The Shinsei Protected Japan Trust has 15 underlying managers, whereas the ISA Ichibanboshi Fund has 12 managers. The Trust is pretty much the same in portfolio composition. The target return is slightly less as part of the portfolio is always held in cash.
- How has the capital raising been for this product?
It has gone very well. We recently announced that our client, Shinsei Bank, has just closed a second tranche for the Shinsei Protected Japan Trust. We now have approximately $50 million in the product.
- Do you see an increased interest in these products in the future? What is the investor profile for a capital guaranteed alternative product?
If it continues to be successful, we expect to be able to continue raise money for further tranches. Shinsei has marketed this product particularly to their high net worth client base in Japan, but a non-protected version could be sold to other types of investors in the future.
- How do you see the expansion of hedge funds in Japan as compared with the rest of Asia in 2003?

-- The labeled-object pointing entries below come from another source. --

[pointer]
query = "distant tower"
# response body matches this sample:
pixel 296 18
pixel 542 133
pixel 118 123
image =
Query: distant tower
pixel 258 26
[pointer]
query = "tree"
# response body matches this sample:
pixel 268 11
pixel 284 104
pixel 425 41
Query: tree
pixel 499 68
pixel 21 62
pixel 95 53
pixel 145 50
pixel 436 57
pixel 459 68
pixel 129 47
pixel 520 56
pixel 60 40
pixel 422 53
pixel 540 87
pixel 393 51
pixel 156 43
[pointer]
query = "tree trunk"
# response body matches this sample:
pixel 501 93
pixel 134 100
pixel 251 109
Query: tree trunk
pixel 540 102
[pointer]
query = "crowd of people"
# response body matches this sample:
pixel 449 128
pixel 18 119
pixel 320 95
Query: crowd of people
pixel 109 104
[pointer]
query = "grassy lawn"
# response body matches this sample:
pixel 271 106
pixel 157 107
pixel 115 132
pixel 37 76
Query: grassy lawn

Japan is a homogeneous market: one currency, one monetary policy, one economy. It is still the second largest economy in the world albeit the stockmarket is in a 14 year long bear market and there are some liquidity constraints. However it is still a comparatively inefficient market and hedge funds tend to thrive in inefficient market environments so I expect the number of funds to continue to increase and for good funds to perform well regardless of market direction. Asia is slightly different it is a heterogeneous market which by nature is more difficult to hedge effectively and is therefore more opportunistic. I think it does require some sort of turnaround in market sentiment and performance in order to be able attract significant new investment and funds. We have had interest in our First Light Fund which is an Asian Fund of Funds product and by virtue of the nature of the Asian markets as I mentioned is somewhat more market directional than our other products albeit still a hedged product.

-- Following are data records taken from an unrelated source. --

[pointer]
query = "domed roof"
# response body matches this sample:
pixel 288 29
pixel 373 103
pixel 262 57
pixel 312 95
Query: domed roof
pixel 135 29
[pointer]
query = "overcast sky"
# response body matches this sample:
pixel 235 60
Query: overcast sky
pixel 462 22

- How do you see the appetite from global investors in Japan only funds?
Global Investors are generally underweight Japan and Asia which is not surprising when you realise the average Japanese mutual fund has returned minus 29% in the last 12 months. However even the most cynical foreign investor knows that the Japanese Authorities cannot allow the present situation to prevail much longer without instability and will therefore be forced to implement some sort of change to protect the market. For the investor the question is then how to preserve ones capital during these intense bear markets but still remain exposed to the opportunity to purchase the "crown jewels" of the Japanese economy at once in a lifetime opportunity prices. Over the past 13 months we have been able to demonstrate a modest positive return with extremely low volatility while the general market represented by the Topix and Nikkei 225 have fallen 23% and 28% respectively. Multi strategy hedge funds are a new concept in Japan but many global investors are following what we are doing domestically in Japan and watching how we do. I am confident that if we can continue to do what we are doing and demonstrate that we can make money in less ferocious market conditions we will attract considerable interest from global investors. Another factor which should not be ignored by global investors is that a number of prominent Japanese companies have begun share buyback programmes at a time when research by foreign investment banks is on the decline. This domestic recognition of "value" is a fundamental and significant change.